South by Southeast

Not-So-Straight Up Asian at Straits

At CityCentre restaurant Straits, the focus is on southeast Asian fusion. Kick the mu shu pork, and come in for some Polynesian pork sliders instead.

By Maggie Berardo May 6, 2015

Homemade Roti Prata will change your life and your snacking for the better.

When you hear "Asian food," what is the first dish that comes to mind? Chinese mu shu pork? Japanese sushi? Korean barbecue? Vietnamese pho?

Straits in CityCentre redefines what many assume of Asian food by combining some of the less expected southeast Asian cusines in some of the best continental fusion I’ve tasted. Indian curries, Singapore rice noodles, Thai peanut sauces and more all come together in this bar-restaurant combo. As I write this, I'm once again dreaming of its creamy, dreamy curries and the butter chicken dish I've been craving since I first tried Straits last October.

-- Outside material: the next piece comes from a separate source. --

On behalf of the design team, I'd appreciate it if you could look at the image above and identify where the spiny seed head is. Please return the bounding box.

Recently, I was able to get back to Straits to quiet those cravings. It had been a while since my family and I last popped by, but when we did this past weekend, we found that the menu had changed a bit—and I found it a change for the better. Though more consolidated and much shorter, the menu still posssesed that wide swath of great flavors and southeast Asian flare. As we sat down in the largely empty restaurant on the pleasantly warm and bustling evening near CityCentre's main green, we browsed our new choices.

The sliders are a special, so get them while they're still on the menu!

We began with some awesome apps, since there's nothing better than starting a meal on a high note. Housemade roti prata with a gentle yellow curry dip was absolutely amazing. We ordered this one thinking that it would be something basic, as the menu description of “Indian Flat Bread” made us assume it could be a good thing to keep on the table as a palate cleanser, or perhaps something to help temper the spicier dishes on the menu. But we were surprised to find that roti is miles away from our expectations of, say, a version of naan. Roti is a warm, crispy, thin, pull-apart bread that was simply amazing, and has made the short list of things I need to learn how to make at home, because I’ll be needing some more roti prata in my life on the regular, let me tell you.

Next came the Kalua pork sliders, a seasonal special. This dish took a stretch out to the Pacific, combining a Chinese bao bun with Oceana/Hawaiian-style pulled pork. Cooked pineapple glaze covered everything, giving a great tropical feel to the springy sliders. Last in our array of apps were the kung pow chicken lollipops—not a new item, but a frequent favorite. To put it simply, if you like crispy fried chicken and moist dark leg meat all covered in a savory-sweet sauce with a hint of heat, you'll love Strait's chicken lollipops.

Craving peanut sauce and fresh cilantro?

My actual dinner, the main entrée to my smattering of taste combinations, was a heaping dish of chicken pad thai—a dish I am always hungry for. It bears mentioning that the entrees at Straits are large. Plentiful and generous, they could easily be shared by two and no one would walk away hungry, but for those of us who love having tasty leftovers for a Saturday morning breakfast, then order your own dish and pocket the surplus for yourself.

My pad thai was everything I wanted and more: thin, long noodles with onions and large pieces of freshly grilled chicken, all coated in an earthy peanut sauce—one that packed a small, spicy kick—topped with a lime wedge for squeezing and a scattering of cilantro. I couldn't have been happier with my food, though I can't say the same for the rest of the Straits experience.

As I mentioned, the restaurant was largely empty last weekend. Why would an establishment with food this consistently good be so sparse on an evening that had families flooding CityCentre for different events and weekend leisure activities? The noise, if you ask me.

My kind of lollipop is a chicken lollipop.

Between an open kitchen window along the wall of the main dining room, and a bar which plays grating club music, the cacophony at Straits makes a dining experience feel cluttered and loud. The bar has the added hindrance of being decidedly un-family-friendly, meaning that the hundreds of parents who bring their kids out to the CityCentre green for the evening probably aren’t going to pop in for a nice dinner out. On the other hand, the folks interested in the more bass-centric appeal of their bar section aren’t too interested in Straits' incredible food—they’re far more interested in the clubby vibe and the seasonal mojito flavors (though I can’t fault them for that; the dragon fruit option is delicious). In my opinion, Straits at CityCentre is trying to straddle two different concepts, when it should have gone with only one. Either be a hip southeast Asian gastropub and expand the bar, or be a restaurant and try to eliminate the noise pollution.

I’ll still be going back in the future, as I still dream of tat butter chicken, but I’ll probably try to sneak in during lunch hours—at least then, the bar isn’t open and the music isn’t so loud.